No período de um semestre, visitou conhecidos, saiu para almoçar com eles em um bar restaurante no próprio bairro e se inseriu no grupo de “fazer” samba, coordenado por um agente comunitário da UBS. Tornou-se membro do grupo e no outro semestre, as visitas da terapia ocupacional foram mais espaçadas.
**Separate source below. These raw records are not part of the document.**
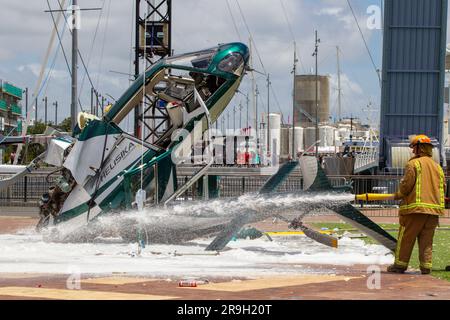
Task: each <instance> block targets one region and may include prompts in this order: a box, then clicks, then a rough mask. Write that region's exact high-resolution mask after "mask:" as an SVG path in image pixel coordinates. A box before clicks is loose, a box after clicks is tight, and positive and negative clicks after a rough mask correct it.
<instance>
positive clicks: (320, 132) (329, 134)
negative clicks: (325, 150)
mask: <svg viewBox="0 0 450 320" xmlns="http://www.w3.org/2000/svg"><path fill="white" fill-rule="evenodd" d="M335 131H336V128H334V127H331V126H320V127H319V139H320V143H319V146H321V147H334V142H335V141H334V133H335Z"/></svg>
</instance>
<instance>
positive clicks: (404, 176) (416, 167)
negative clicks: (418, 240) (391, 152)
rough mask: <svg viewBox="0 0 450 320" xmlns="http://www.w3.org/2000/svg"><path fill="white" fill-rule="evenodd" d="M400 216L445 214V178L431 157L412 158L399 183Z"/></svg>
mask: <svg viewBox="0 0 450 320" xmlns="http://www.w3.org/2000/svg"><path fill="white" fill-rule="evenodd" d="M398 195H399V198H401V199H402V201H401V203H400V215H405V214H410V213H425V214H432V215H443V214H444V212H445V176H444V171H443V170H442V168H441V166H440V165H439V164H437V163H436V162H435V161H434V160H433V159H432V158H431V157H427V156H422V157H415V158H412V159H411V160H410V161H409V162H408V164H407V165H406V170H405V176H404V177H403V179H402V180H401V182H400V191H399V192H398Z"/></svg>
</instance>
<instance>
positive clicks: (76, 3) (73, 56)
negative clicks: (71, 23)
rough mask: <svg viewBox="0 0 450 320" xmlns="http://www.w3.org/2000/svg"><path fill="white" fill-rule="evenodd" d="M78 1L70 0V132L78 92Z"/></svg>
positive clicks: (72, 122)
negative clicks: (70, 68) (77, 9)
mask: <svg viewBox="0 0 450 320" xmlns="http://www.w3.org/2000/svg"><path fill="white" fill-rule="evenodd" d="M77 9H78V0H72V21H71V23H72V100H71V103H70V118H71V122H70V123H71V127H72V130H73V129H74V128H75V125H76V124H77V94H78V93H77V91H78V82H77V79H78V28H77V19H78V18H79V17H78V11H77Z"/></svg>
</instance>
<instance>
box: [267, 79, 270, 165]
mask: <svg viewBox="0 0 450 320" xmlns="http://www.w3.org/2000/svg"><path fill="white" fill-rule="evenodd" d="M269 154H270V74H267V156H269Z"/></svg>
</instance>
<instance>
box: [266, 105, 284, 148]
mask: <svg viewBox="0 0 450 320" xmlns="http://www.w3.org/2000/svg"><path fill="white" fill-rule="evenodd" d="M269 129H270V151H271V153H272V154H276V155H278V156H279V155H280V151H281V147H280V146H281V114H279V113H270V114H269ZM266 146H267V137H266ZM273 149H274V150H273Z"/></svg>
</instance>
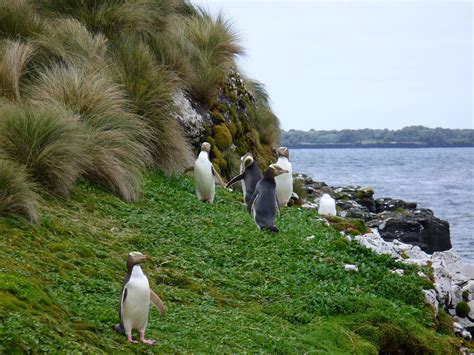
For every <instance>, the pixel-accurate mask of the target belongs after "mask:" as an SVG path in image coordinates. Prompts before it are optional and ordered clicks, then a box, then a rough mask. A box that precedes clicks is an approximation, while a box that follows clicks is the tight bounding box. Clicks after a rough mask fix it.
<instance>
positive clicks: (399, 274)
mask: <svg viewBox="0 0 474 355" xmlns="http://www.w3.org/2000/svg"><path fill="white" fill-rule="evenodd" d="M390 272H392V273H394V274H397V275H400V276H403V275H405V271H404V270H403V269H395V270H390Z"/></svg>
A estagiária entende que foram bons encontros, pois introduziu afetos alegres para combater as paixões tristes:

Os atendimentos com Jacinto tiveram como premissa básica a promoção de bons encontros, realizados de forma que sua essência fosse respeitada, possibilitando que ele fizesse escolhas, interagisse em seu espaço social, se relacionasse com outras pessoas e, principalmente, percebesse que é uma pessoa capaz de sair e ser mais autônomo e que é possível viver uma vida com mais alegria e menos restrições. [...] Também percebi que a questão de sua memória estava bastante ligada aos seus afetos. Quando retomei com ele o evento do samba, ele lembrava-se que tinha dançado com algumas pessoas, por exemplo, pois isso foi muito significativo para ele. [...] Pude concluir com essa experiência que a proposição de atividades significativas para o indivíduo pode ser transformadora e fundamental para o aumento de sua potência de ação.

Parecem pequenas mudanças, mas todas foram significativas. Trata-se de um caso simples, de rápida intervenção. Exige constância, ações objetivas e a presença de uma atividade grupal para sustentar a proposta. Mas há de se considerar que vale a pena a ação terapêutica ocupacional.